Here is an interesting way to import a directory that contains XML files using SQLCLR and T-SQL. Realistically this type of process will be placed into an executable or windows service given your typical requirements. SQL Server probably should be an option, but more than likely a secondary option to windows development. In some cases like one I had a year or so ago, I did have to do this and thought I would share.
SQLCLR comes in for two tasks. The first is to grab some file attributes and the second is to move files around. The file attribute procedure will receive 3 parameters, path to an archive directory, root path to grab files from and the work table to initially insert the data. We use a work table for the simple task of ensuring we do not get files into the main table multiple times.
Here is the CREATE statements for the two tables I’ll use in this example
CREATE TABLE [dbo].[XMLTestArchive](
[filenm] [varchar](500) NULL,
[timecreated] [datetime] NULL,
[rownum] [int] NULL,
[xmldata] [xml] NULL
) ON [PRIMARY]
GO
CREATE TABLE [dbo].[XMLImportWT](
[filenm] [varchar](500) NULL,
[timecreated] [datetime] NULL,
[rownum] [int] NULL,
[xmldata] [xml] NULL
) ON [PRIMARY]
GO
Basically they are identical but one I have plans to ship offsite for recovery purposes. The path parameter is important for archiving the files. This way they go to normal tape backups and can be restored with the slower process of file backup services. The basic task is to ensure a structure exists of, “[archive directory]YYYYMM”. All the files will be moved accordingly to these folders once they are imported into our table and any other needed processing performed. You can manage that directory structure simply by doing …
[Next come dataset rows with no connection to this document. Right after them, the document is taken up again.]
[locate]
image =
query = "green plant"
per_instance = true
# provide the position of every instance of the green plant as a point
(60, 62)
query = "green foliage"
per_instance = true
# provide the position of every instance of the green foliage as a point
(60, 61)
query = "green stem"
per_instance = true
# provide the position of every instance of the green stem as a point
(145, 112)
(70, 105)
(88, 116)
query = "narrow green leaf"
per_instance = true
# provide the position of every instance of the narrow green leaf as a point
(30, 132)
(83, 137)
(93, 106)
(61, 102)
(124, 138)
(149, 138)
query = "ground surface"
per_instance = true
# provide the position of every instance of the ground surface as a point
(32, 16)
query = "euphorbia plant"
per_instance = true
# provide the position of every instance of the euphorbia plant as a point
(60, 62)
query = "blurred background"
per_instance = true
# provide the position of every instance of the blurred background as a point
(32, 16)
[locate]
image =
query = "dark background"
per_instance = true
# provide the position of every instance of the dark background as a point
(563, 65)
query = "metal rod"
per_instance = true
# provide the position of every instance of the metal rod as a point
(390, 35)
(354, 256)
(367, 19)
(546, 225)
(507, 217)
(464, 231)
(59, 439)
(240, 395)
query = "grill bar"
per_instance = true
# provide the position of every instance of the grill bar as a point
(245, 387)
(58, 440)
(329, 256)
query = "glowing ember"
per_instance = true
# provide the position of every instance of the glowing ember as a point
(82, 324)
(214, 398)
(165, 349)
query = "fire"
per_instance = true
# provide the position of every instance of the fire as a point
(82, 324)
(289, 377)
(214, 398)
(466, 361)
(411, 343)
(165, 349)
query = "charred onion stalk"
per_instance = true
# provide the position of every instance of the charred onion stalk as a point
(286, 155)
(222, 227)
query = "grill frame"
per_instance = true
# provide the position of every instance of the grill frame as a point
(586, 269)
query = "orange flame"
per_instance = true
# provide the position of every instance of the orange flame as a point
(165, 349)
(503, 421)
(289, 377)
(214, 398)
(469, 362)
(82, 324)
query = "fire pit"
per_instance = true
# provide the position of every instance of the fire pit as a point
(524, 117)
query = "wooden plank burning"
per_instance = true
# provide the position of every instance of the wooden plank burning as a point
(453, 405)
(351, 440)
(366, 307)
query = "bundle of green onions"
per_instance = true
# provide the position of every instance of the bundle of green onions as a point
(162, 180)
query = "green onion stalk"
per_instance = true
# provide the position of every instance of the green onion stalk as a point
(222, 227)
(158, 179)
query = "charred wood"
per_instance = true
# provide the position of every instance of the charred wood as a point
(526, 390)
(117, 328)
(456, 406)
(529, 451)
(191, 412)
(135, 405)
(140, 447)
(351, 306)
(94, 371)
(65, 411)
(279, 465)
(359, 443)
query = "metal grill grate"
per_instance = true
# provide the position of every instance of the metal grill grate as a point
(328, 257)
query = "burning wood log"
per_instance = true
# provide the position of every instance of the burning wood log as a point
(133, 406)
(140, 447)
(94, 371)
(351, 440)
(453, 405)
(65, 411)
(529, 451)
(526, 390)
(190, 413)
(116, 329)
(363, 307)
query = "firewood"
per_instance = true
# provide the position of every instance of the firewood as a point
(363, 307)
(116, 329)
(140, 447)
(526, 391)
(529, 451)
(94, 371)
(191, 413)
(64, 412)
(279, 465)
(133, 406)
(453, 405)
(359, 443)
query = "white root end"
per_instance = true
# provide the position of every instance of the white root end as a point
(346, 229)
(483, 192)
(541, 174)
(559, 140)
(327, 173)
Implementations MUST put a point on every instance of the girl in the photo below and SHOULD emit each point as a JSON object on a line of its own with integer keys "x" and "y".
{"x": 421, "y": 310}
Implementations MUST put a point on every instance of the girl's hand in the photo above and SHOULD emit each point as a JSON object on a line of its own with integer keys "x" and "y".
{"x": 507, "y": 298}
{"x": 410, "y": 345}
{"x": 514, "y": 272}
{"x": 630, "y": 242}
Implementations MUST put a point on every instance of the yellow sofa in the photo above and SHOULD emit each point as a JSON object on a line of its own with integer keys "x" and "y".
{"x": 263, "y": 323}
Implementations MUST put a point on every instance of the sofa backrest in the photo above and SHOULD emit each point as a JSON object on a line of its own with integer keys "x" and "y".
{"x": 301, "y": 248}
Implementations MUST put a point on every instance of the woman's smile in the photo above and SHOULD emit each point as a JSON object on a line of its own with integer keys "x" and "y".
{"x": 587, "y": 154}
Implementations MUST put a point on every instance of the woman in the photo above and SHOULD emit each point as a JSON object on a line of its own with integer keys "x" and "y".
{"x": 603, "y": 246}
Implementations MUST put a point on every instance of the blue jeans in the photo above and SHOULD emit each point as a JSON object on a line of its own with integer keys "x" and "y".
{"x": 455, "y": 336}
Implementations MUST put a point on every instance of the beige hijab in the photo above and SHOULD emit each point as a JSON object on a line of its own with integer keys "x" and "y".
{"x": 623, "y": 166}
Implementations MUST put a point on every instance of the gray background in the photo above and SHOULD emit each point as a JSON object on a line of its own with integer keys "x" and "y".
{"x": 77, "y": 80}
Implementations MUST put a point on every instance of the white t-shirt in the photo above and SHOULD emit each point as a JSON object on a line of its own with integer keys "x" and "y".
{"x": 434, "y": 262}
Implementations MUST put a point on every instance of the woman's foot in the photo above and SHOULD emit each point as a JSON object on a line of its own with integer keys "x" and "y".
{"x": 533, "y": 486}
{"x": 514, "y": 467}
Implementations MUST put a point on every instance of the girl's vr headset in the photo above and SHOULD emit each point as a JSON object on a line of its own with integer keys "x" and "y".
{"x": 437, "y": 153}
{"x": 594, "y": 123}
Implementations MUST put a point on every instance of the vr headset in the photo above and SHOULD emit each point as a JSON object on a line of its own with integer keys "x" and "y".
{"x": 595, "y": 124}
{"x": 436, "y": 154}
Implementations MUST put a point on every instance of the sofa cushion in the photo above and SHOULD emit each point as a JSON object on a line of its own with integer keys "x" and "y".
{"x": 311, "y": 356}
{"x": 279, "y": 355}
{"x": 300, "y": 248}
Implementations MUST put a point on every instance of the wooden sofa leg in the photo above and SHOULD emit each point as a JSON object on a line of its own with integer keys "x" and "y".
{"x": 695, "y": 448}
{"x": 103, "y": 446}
public static void ImportFileAttributes(string dest_path,string source_path, string insert_Table)
{
//check the year archive directory
if (!(Directory.Exists(path + System.DateTime.Now.Year.ToString())))
{
Directory.CreateDirectory(path + System.DateTime.Now.Year.ToString());
}
//check the month
if (!(Directory.Exists(path + System.DateTime.Now.Year.ToString() + System.DateTime.Now.Month.ToString())))
{
Directory.CreateDirectory(path + System.DateTime.Now.Year.ToString() + "\" + System.DateTime.Now.Month.ToString());
}
Once we do this we know we have our directory structure. Sense this process will run under a scheduled SQL Agent job we know the SQL service credentials have access to the local folder structure. If you decide to move this to a share on the network, make sure that you have read/write to the share. Please secure these types of processes. Everyone knows my push for security and not turning your head simply when things are easier to not set them up securely. More error handling should be added also over these examples. You can use my code but make sure you actually test it under pressure and scenarios that can affect true production systems. Remember, just because I wrote it doesn’t mean it is necessarily the best way to do something 🙂
Next step is to enumerate the XML files in the directory. That again is a pretty simple task and can be done in many methods. I used the Direcotory.GetFiles and then iterate through by grabbing each files FileInfo in order to get the attributes we want.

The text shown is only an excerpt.